Like in the beginning, we want to leverage our existing network of labs and centers and, you know, spread them more through, through these various initiatives.
Okay, thank you. I will join back with you.
Thank you. Next question is from Rakesh Varik from Rockstud Capital. Please, go ahead.
Yeah, thanks for the opportunity. I have a question. What is the status of Punjab project and-
Sorry to interrupt you. May I request you to speak from the handset, please?
Sir, can you just guide us through what is the status of the Punjab project, and is it scaling up in terms of margin and, the, scale as we envisaged?
We see a good improvement in the Punjab, where, the month-on-month or the volume and the revenue, all the front we are getting in good pickup and, we see we can deliver what we have estimated for the Punjab project.

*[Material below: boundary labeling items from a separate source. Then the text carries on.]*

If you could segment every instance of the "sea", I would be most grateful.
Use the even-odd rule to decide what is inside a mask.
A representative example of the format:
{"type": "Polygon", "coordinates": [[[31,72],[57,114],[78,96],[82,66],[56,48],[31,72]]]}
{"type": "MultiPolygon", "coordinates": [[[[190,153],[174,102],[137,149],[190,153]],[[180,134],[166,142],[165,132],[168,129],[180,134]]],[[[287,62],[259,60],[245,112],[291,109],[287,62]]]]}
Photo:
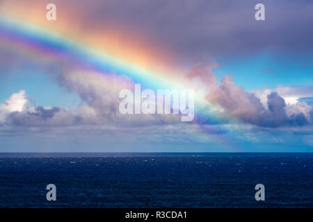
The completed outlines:
{"type": "Polygon", "coordinates": [[[0,207],[312,207],[313,153],[0,153],[0,207]]]}

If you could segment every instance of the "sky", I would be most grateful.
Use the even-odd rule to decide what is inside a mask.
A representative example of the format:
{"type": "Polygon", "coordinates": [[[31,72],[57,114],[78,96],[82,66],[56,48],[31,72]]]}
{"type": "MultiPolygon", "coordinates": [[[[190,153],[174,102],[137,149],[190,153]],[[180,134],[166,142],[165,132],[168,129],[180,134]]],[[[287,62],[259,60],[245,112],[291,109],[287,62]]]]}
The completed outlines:
{"type": "Polygon", "coordinates": [[[0,0],[0,152],[312,152],[312,11],[310,0],[0,0]],[[134,84],[194,89],[194,119],[122,114],[134,84]]]}

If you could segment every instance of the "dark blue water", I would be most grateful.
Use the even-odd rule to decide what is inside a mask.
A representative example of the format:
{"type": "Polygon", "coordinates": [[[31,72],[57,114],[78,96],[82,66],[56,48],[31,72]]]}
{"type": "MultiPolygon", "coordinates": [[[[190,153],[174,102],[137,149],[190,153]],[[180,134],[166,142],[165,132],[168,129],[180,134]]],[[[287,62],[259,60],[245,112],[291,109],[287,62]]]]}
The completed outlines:
{"type": "Polygon", "coordinates": [[[312,207],[313,153],[0,154],[0,207],[312,207]]]}

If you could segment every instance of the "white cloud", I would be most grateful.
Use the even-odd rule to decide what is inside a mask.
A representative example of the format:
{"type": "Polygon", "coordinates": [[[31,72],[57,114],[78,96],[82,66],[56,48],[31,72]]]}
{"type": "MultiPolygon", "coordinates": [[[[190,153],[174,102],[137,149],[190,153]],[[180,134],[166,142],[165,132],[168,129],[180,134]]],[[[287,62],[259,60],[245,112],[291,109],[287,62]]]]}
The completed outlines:
{"type": "Polygon", "coordinates": [[[27,109],[29,101],[25,94],[26,92],[21,90],[13,94],[10,99],[0,104],[0,122],[4,122],[11,112],[22,112],[27,109]]]}

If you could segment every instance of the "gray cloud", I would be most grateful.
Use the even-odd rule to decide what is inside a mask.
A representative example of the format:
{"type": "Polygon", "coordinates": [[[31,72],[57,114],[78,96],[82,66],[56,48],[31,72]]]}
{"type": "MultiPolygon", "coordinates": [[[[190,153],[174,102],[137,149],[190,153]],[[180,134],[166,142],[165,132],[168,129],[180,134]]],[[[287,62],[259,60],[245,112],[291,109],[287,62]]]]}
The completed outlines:
{"type": "Polygon", "coordinates": [[[304,107],[303,109],[298,106],[289,106],[288,115],[284,99],[277,92],[271,92],[267,95],[267,105],[265,107],[255,94],[248,93],[244,91],[243,87],[236,85],[230,75],[224,76],[220,84],[218,85],[211,68],[198,65],[188,76],[191,78],[200,78],[207,86],[207,101],[222,108],[223,112],[231,118],[270,128],[303,126],[312,123],[301,112],[305,109],[312,109],[305,102],[300,104],[304,107]]]}

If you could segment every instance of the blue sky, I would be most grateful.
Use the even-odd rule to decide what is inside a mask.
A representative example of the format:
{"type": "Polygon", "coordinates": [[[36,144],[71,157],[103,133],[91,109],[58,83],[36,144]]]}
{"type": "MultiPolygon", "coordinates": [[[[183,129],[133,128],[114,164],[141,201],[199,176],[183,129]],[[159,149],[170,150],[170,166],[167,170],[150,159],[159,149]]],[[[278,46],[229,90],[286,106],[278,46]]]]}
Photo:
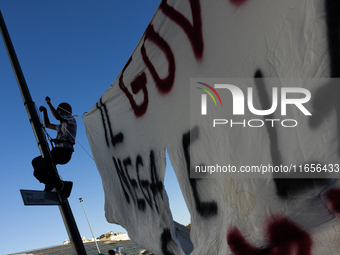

Are we at the peak revenue with reaching that level, or it is still here or a bit away as of now?
We, we still not achieved our peak revenue, but we see a good improvement in the numbers, volumes, and the response we are getting from all the fronts, as the government also initiating a B2C, where home collections and other factors are already taken care by the authority. They're appreciating our services, so we see, the peak revenue will be achieved very soon.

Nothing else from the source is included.